Roasted Butternut Squash Salad with Bacon, Escarole and Pickled Figs

Rich autumnal flavors make it the perfect salad to accompany any dinner or as a light supper on its own. It’s one of our Thanksgiving table staples!

Roasted Butternut Squash Salad with Bacon, Escarole and Pickled Figs

Serves 4-8
Prep time 10 minutes
Cook time 50 minutes
Total time 1 hour
Allergy Milk
Dietary Gluten Free, Vegetarian
Meal type Main Dish, Salad, Side Dish
Misc Gourmet
Occasion Casual Party, Thanksgiving
By author Chef Eric Lundy

Ingredients

  • 2-3 cups butternut squash or pumpkin (peeled and chopped into bite sized pieces)
  • 1 red onion (roughly chopped)
  • 6 thick slices best bacon (we like applewood smoked) (cut into 1” pieces)
  • 3 tablespoons Ratto’s extra-virgin olive oil
  • 1.5 teaspoons good salt (like Bitterman’s Fleur de Sel) (plus more to finish and freshly ground black pepper, to taste)
  • 2-3 sprigs fresh rosemary
  • 1 tablespoon Don Bruno Sherry vinegar (available at Ratto's)
  • 1 9 oz jar Boat Street Pickled Figs (available at Ratto's)
  • 1 tablespoon coarse grain mustard
  • 1 head escarole (washed and roughly chopped)
  • 1-2 tablespoon Ranise Extra-Virgin Lemon Olive Oil (available at Ratto's)
  • .5 cup toasted pepitas (divided)
  • Parmesan (Parmigiano-Reggiano or Argentine Reggianito) (divided)

Directions

Step 1
Preheat oven to 400 degrees
Step 2
Line a rimmed baking sheet with parchment or foil.
Step 3
Place the squash, red onion and bacon on the sheet and toss with the olive oil and then season with salt and pepper.
Step 4
Toss the rosemary sprigs on top and place in center of preheated oven.
Step 5
Roast for 35-40 minutes until the squash is golden browned on the edges and fork tender, make sure to toss a few times during cooking.
Step 6
Remove from oven and deglaze pan with vinegar.
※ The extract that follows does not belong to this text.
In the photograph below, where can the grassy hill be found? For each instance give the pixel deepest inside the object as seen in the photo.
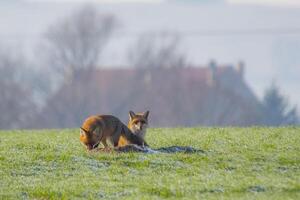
(247, 163)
Spoon the pickled figs and mustard over squash mixture and toss to combine.
Step 7
Place the escarole in a large bowl and scrape the squash/fig mixture into the same bowl. Add half of the pepitas and half of the Parmesan and toss all together.
Step 8
Arrange onto a platter or individual serving plates. Drizzle with the lemon evoo, garnish with the remaining pepitas and Parmesan. Season to taste with additional salt and pepper and serve immediately.